Re: Some long running ops may lock osd

Erdem Agaoglu <erdem.agaoglu@xxxxxxxxx> · Tue, 3 Mar 2015 09:33:38 +0200

Thank you folks for bringing that up. I had some questions about sharding. We'd like blind buckets too, at least it's on the roadmap. For the current sharded implementation, what are the final details? Is number of shards defined per bucket or globally? Is there a way to split current indexes into shards?
On the other hand what i'd like to point here is not necessarily large-bucket-index specific. The problem is the mechanism around thread pools. Any request may require locks on a pg and this should not block the requests for other pgs. I'm no expert but the threads may be able to requeue the requests to a locked pg, processing others for other pgs. Or maybe a thread per pg design was possible. Because, you know, it is somewhat OK not being able to do anything for a locked resource. Then you can go and improve your processing or your locks. But it's a whole different problem when a locked pg blocks requests for a few hundred other pgs in other pools for no good reason.

On Tue, Mar 3, 2015 at 5:43 AM, Ben Hines <bhines@xxxxxxxxx> wrote:
Blind-bucket would be perfect for us, as we don't need to list the objects.

We only need to list the bucket when doing a bucket deletion. If we

could clean out/delete all objects in a bucket (without

iterating/listing them) that would be ideal..

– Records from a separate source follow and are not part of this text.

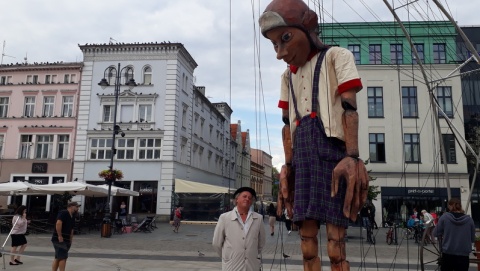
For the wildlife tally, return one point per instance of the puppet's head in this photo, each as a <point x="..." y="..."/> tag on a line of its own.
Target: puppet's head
<point x="292" y="13"/>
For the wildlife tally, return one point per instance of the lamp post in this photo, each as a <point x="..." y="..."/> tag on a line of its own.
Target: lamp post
<point x="117" y="72"/>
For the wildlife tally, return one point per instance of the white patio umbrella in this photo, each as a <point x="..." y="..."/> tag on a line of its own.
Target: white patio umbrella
<point x="118" y="191"/>
<point x="73" y="188"/>
<point x="14" y="188"/>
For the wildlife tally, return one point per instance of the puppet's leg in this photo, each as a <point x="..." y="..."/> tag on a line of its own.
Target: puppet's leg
<point x="336" y="248"/>
<point x="308" y="234"/>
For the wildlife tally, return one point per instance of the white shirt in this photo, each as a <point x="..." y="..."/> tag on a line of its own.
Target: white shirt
<point x="248" y="221"/>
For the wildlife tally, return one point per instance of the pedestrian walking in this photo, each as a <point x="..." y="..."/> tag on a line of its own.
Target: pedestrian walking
<point x="239" y="235"/>
<point x="62" y="237"/>
<point x="272" y="218"/>
<point x="288" y="221"/>
<point x="457" y="231"/>
<point x="19" y="241"/>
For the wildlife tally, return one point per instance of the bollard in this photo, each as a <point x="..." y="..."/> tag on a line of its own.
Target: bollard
<point x="106" y="230"/>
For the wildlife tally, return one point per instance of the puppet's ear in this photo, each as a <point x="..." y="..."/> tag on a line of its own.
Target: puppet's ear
<point x="310" y="21"/>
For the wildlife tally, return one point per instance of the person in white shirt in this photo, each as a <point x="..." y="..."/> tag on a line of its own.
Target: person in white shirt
<point x="19" y="229"/>
<point x="239" y="236"/>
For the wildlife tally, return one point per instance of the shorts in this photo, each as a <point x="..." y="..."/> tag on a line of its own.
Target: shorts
<point x="18" y="240"/>
<point x="271" y="221"/>
<point x="61" y="249"/>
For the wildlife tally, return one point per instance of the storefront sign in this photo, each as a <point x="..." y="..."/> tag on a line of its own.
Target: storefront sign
<point x="39" y="167"/>
<point x="420" y="191"/>
<point x="38" y="180"/>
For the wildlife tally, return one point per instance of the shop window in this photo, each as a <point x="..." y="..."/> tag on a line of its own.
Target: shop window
<point x="146" y="202"/>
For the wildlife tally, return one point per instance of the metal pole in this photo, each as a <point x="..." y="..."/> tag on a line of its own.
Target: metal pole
<point x="107" y="218"/>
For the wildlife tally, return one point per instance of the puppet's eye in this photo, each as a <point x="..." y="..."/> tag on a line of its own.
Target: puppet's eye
<point x="286" y="37"/>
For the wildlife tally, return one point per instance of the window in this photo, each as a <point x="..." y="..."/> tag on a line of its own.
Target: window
<point x="69" y="78"/>
<point x="25" y="144"/>
<point x="421" y="53"/>
<point x="100" y="148"/>
<point x="145" y="112"/>
<point x="412" y="148"/>
<point x="183" y="146"/>
<point x="1" y="145"/>
<point x="4" y="106"/>
<point x="62" y="146"/>
<point x="50" y="79"/>
<point x="355" y="49"/>
<point x="5" y="80"/>
<point x="108" y="113"/>
<point x="125" y="148"/>
<point x="375" y="102"/>
<point x="375" y="52"/>
<point x="449" y="145"/>
<point x="126" y="113"/>
<point x="184" y="116"/>
<point x="128" y="74"/>
<point x="147" y="75"/>
<point x="444" y="97"/>
<point x="48" y="106"/>
<point x="67" y="106"/>
<point x="32" y="79"/>
<point x="29" y="109"/>
<point x="439" y="53"/>
<point x="112" y="73"/>
<point x="409" y="102"/>
<point x="396" y="53"/>
<point x="149" y="148"/>
<point x="44" y="147"/>
<point x="377" y="147"/>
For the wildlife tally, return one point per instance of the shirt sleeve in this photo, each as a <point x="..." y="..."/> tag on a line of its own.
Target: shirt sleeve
<point x="284" y="94"/>
<point x="261" y="237"/>
<point x="219" y="236"/>
<point x="347" y="74"/>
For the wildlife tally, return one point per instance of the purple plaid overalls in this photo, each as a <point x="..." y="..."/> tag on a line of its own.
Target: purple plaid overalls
<point x="314" y="157"/>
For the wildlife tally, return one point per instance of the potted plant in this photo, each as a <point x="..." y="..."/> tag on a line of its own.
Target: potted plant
<point x="112" y="175"/>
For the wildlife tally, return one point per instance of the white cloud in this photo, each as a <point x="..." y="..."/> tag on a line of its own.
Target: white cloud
<point x="51" y="31"/>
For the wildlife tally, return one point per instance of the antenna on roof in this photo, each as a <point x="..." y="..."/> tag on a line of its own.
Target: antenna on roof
<point x="112" y="40"/>
<point x="3" y="53"/>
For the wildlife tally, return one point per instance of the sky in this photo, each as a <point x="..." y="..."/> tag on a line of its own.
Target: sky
<point x="236" y="64"/>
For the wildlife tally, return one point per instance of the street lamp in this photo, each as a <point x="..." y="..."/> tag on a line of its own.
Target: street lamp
<point x="109" y="73"/>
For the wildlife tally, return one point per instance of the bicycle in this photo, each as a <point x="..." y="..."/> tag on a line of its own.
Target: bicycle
<point x="370" y="235"/>
<point x="391" y="233"/>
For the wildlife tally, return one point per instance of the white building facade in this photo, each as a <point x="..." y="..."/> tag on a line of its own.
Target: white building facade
<point x="171" y="131"/>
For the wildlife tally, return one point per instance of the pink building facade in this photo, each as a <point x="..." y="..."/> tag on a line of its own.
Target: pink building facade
<point x="38" y="112"/>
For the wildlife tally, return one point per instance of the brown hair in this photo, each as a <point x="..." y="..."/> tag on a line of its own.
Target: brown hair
<point x="20" y="210"/>
<point x="455" y="205"/>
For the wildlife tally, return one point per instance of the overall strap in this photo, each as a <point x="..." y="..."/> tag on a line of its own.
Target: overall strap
<point x="316" y="80"/>
<point x="316" y="76"/>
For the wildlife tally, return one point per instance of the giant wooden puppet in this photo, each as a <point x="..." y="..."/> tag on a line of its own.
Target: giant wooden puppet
<point x="323" y="180"/>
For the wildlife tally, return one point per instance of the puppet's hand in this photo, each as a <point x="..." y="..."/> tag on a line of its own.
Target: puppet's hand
<point x="355" y="174"/>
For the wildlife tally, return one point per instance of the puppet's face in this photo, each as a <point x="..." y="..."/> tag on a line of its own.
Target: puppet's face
<point x="291" y="44"/>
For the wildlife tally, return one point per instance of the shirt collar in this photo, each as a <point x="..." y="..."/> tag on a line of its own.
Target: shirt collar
<point x="294" y="68"/>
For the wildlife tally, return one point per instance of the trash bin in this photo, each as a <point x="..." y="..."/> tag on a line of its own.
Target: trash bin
<point x="106" y="230"/>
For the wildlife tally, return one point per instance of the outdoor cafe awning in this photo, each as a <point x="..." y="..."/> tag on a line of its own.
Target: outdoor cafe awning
<point x="184" y="186"/>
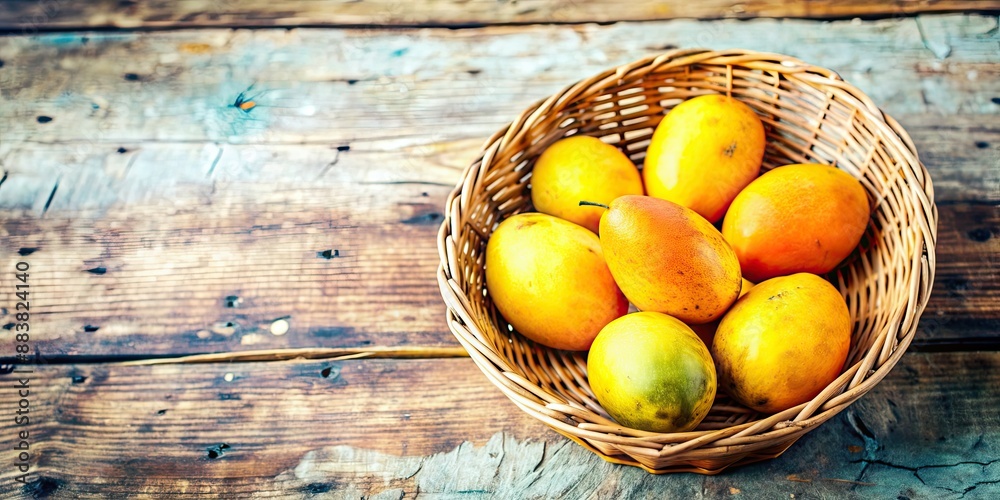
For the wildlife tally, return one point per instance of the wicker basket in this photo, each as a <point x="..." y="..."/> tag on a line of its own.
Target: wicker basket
<point x="811" y="115"/>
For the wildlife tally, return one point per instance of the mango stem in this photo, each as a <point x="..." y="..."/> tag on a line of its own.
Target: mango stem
<point x="593" y="204"/>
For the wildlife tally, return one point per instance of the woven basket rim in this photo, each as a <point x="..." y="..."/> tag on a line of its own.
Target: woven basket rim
<point x="746" y="440"/>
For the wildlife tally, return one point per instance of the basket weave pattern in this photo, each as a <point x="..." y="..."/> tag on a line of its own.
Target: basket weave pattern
<point x="810" y="115"/>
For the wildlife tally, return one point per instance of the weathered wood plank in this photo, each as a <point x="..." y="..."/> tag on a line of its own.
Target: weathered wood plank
<point x="211" y="222"/>
<point x="23" y="15"/>
<point x="392" y="428"/>
<point x="342" y="268"/>
<point x="428" y="90"/>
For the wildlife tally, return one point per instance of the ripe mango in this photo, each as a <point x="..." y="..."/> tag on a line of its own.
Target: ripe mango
<point x="668" y="259"/>
<point x="783" y="342"/>
<point x="651" y="372"/>
<point x="548" y="279"/>
<point x="703" y="153"/>
<point x="581" y="168"/>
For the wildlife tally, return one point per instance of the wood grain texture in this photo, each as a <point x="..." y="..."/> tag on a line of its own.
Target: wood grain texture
<point x="214" y="267"/>
<point x="162" y="219"/>
<point x="439" y="93"/>
<point x="23" y="15"/>
<point x="392" y="428"/>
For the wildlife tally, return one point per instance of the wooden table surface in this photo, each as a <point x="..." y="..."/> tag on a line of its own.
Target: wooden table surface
<point x="181" y="185"/>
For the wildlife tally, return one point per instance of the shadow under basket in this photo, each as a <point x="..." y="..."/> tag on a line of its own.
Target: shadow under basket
<point x="810" y="115"/>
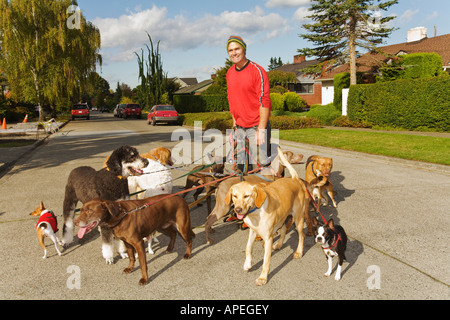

On Mon, Mar 2, 2015 at 7:34 PM, GuangYang <yguang11@xxxxxxxxxxx> wrote:

> We have had good experience so far keeping each bucket less than 0.5 million objects, by client side sharding. But I think it would be nice you can test at your scale, with your hardware configuration, as well as your expectation over the tail latency.

>

> Generally the bucket sharding should help, both for Write throughput and *stall with recovering/scrubbing*, but it comes with a prices -  The X shards you have for each bucket, the listing/trimming would be X times weighted, from OSD's load's point of view. There was discussion to implement: 1) blind bucket (for use cases bucket listing is not needed). 2) Un-ordered listing, which could improve the problem I mentioned above. They are on the roadmap...

>

> Thanks,

> Guang

>

>

> ----------------------------------------

>> From: bhines@xxxxxxxxx

>> Date: Mon, 2 Mar 2015 18:13:25 -0800

>> To: erdem.agaoglu@xxxxxxxxx

>> CC: ceph-users@xxxxxxxxxxxxxx

>> Subject: Re:  Some long running ops may lock osd

>>

>> We're seeing a lot of this as well. (as i mentioned to sage at

>> SCALE..) Is there a rule of thumb at all for how big is safe to let a

>> RGW bucket get?

>>

>> Also, is this theoretically resolved by the new bucket-sharding

>> feature in the latest dev release?

>>

>> -Ben

>>

>> On Mon, Mar 2, 2015 at 11:08 AM, Erdem Agaoglu <erdem.agaoglu@xxxxxxxxx> wrote:

>>> Hi Gregory,

>>>

>>> We are not using listomapkeys that way or in any way to be precise. I used

>>> it here just to reproduce the behavior/issue.

>>>

>>> What i am really interested in is if scrubbing-deep actually mitigates the

>>> problem and/or is there something that can be further improved.

>>>

>>> Or i guess we should go upgrade now and hope for the best :)

>>>

>>> On Mon, Mar 2, 2015 at 8:10 PM, Gregory Farnum <greg@xxxxxxxxxxx> wrote:

>>>>

>>>> On Mon, Mar 2, 2015 at 7:56 AM, Erdem Agaoglu <erdem.agaoglu@xxxxxxxxx>

>>>> wrote:

>>>>> Hi all, especially devs,

>>>>>

>>>>> We have recently pinpointed one of the causes of slow requests in our

>>>>> cluster. It seems deep-scrubs on pg's that contain the index file for a

>>>>> large radosgw bucket lock the osds. Incresing op threads and/or disk

>>>>> threads

>>>>> helps a little bit, but we need to increase them beyond reason in order

>>>>> to

>>>>> completely get rid of the problem. A somewhat similar (and more severe)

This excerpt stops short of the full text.